The majority recalls that in Théberge, the Court established that copyright law maintains a balance between the rights of copyright owners and users, and that it would be as inefficient to overcompensate artists as it would be self-defeating to undercompensate them. Relevant factors in valuation include the user’s risk and investment in using new technologies, and how making reproductions contributes to value to the user. In this case, the user’s risk and investment were high, and the value of the reproductions to the user were low. The matter of valuation is sent back to the Copyright Board for reconsideration.

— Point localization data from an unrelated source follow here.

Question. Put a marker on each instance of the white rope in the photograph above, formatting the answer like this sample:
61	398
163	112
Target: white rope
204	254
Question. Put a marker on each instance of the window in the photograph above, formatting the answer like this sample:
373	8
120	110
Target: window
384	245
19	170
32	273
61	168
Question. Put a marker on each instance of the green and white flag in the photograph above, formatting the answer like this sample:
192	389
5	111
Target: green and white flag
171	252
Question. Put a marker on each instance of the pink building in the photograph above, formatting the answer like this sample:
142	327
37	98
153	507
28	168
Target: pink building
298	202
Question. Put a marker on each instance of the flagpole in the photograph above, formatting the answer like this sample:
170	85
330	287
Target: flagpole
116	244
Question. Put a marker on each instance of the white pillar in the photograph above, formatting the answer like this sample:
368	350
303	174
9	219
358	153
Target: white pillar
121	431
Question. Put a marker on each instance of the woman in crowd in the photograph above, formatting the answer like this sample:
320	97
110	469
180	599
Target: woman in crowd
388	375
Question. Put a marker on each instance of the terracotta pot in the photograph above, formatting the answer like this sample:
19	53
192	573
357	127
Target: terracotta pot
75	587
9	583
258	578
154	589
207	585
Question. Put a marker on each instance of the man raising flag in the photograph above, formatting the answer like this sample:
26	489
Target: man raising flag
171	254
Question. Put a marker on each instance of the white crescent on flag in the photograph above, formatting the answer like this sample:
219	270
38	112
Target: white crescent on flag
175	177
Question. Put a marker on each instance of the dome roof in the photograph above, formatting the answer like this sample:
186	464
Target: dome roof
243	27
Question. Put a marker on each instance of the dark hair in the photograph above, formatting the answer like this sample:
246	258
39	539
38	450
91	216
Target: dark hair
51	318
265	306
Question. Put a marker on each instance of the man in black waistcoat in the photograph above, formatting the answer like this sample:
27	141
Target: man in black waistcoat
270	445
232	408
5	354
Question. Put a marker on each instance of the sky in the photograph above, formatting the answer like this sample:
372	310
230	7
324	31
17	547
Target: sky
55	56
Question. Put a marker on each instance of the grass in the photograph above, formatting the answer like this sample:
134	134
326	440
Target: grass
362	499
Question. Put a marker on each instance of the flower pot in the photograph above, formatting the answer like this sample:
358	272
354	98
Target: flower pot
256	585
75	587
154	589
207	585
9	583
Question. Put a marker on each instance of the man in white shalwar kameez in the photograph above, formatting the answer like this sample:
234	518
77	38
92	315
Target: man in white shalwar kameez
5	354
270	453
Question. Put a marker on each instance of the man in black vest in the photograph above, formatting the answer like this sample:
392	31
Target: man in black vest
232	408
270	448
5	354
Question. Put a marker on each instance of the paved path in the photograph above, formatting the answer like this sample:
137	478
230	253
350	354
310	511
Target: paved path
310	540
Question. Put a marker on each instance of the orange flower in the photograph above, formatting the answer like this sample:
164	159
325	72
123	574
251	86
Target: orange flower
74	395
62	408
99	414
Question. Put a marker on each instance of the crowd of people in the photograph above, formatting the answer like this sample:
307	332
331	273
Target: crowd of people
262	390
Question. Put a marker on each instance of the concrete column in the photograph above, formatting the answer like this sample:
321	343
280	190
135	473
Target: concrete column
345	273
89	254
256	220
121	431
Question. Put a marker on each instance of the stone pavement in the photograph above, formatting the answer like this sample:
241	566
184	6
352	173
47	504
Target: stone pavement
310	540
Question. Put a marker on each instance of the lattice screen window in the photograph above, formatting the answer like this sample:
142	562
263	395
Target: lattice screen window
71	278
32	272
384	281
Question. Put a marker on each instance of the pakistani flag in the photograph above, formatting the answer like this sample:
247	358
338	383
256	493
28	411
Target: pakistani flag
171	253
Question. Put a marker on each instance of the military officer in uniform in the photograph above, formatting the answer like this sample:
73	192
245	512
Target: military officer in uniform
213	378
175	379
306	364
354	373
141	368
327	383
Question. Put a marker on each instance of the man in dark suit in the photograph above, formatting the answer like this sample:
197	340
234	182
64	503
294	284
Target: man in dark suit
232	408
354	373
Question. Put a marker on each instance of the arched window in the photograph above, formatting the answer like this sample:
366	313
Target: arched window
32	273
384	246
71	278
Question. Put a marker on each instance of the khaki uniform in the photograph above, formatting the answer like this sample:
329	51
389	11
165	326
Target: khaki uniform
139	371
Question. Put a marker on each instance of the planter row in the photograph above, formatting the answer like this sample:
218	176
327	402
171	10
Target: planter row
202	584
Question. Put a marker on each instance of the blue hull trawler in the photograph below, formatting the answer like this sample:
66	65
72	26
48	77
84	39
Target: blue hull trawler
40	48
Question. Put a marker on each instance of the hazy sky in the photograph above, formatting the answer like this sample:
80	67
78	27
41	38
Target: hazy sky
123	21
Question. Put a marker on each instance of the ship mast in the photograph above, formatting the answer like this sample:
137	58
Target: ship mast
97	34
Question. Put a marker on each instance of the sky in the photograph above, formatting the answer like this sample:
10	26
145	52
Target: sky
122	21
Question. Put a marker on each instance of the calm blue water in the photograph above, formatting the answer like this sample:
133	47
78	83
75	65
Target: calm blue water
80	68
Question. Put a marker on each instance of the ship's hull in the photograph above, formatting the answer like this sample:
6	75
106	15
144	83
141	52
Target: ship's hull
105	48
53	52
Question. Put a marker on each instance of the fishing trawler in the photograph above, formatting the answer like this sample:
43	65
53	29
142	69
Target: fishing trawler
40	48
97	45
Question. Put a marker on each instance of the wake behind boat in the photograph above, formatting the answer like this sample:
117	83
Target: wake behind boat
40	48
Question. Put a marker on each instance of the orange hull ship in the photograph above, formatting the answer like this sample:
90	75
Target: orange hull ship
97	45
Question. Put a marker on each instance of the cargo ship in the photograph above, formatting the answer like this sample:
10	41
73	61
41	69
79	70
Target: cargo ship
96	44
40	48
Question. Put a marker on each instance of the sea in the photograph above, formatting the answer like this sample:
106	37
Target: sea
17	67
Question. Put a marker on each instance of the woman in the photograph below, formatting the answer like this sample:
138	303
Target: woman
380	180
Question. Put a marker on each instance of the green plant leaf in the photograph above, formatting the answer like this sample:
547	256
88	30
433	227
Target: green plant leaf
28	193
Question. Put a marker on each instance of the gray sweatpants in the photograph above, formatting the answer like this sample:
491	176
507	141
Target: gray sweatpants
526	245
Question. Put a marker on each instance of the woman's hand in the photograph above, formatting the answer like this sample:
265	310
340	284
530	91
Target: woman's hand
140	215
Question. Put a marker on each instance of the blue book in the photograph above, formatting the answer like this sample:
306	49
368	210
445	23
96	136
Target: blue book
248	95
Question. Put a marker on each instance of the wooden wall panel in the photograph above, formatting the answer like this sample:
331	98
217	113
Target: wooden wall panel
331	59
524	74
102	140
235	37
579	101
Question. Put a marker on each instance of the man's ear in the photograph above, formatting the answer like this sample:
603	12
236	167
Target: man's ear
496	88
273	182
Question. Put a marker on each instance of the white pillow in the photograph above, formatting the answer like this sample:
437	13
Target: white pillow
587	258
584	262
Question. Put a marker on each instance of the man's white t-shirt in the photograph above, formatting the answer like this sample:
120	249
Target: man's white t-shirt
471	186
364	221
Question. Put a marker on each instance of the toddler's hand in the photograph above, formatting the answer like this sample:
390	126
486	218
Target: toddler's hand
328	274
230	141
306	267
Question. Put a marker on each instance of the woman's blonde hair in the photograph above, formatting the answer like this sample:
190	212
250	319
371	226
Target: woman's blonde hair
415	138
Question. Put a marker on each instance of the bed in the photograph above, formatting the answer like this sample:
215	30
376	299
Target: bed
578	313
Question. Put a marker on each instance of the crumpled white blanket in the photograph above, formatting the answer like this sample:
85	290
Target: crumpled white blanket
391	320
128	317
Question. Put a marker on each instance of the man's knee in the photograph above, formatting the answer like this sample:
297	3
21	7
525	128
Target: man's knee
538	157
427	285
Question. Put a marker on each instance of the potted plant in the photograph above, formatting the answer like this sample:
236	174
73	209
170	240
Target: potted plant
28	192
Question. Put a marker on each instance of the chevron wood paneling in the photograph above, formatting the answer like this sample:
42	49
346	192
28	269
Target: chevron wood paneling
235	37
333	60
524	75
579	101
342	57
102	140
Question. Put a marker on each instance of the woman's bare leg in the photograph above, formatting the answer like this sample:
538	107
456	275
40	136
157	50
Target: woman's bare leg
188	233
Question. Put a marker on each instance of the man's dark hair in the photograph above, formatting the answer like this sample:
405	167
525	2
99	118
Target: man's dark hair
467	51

Justice Abella writes a vigorous dissent, agreed to in part by Justice Karakatsanis. The dissent takes issue with the majority’s approach to the principle of technological neutrality, which effectively ties copyright owner compensation to users’ actions that are irrelevant to the rights, and focuses on the value that new technologies create for the user. The dissent distinguishes “media neutrality” (focused on the medium of expression) from “functional equivalence” (focused on what the technology actually does), stating that functionally, broadcast-incidental copies are simply part of the core activity of broadcasting. Just as the Court confirmed in ESA, “technological neutrality operates to prevent imposing additional, gratuitous fees on the user simply for the use of more efficient technologies” […] “SODRAC is not entitled to be compensated for how efficiently CBC uses technology to achieve its broadcast”. The Board’s decision to impose fees for broadcast-incidental copies is unreasonable.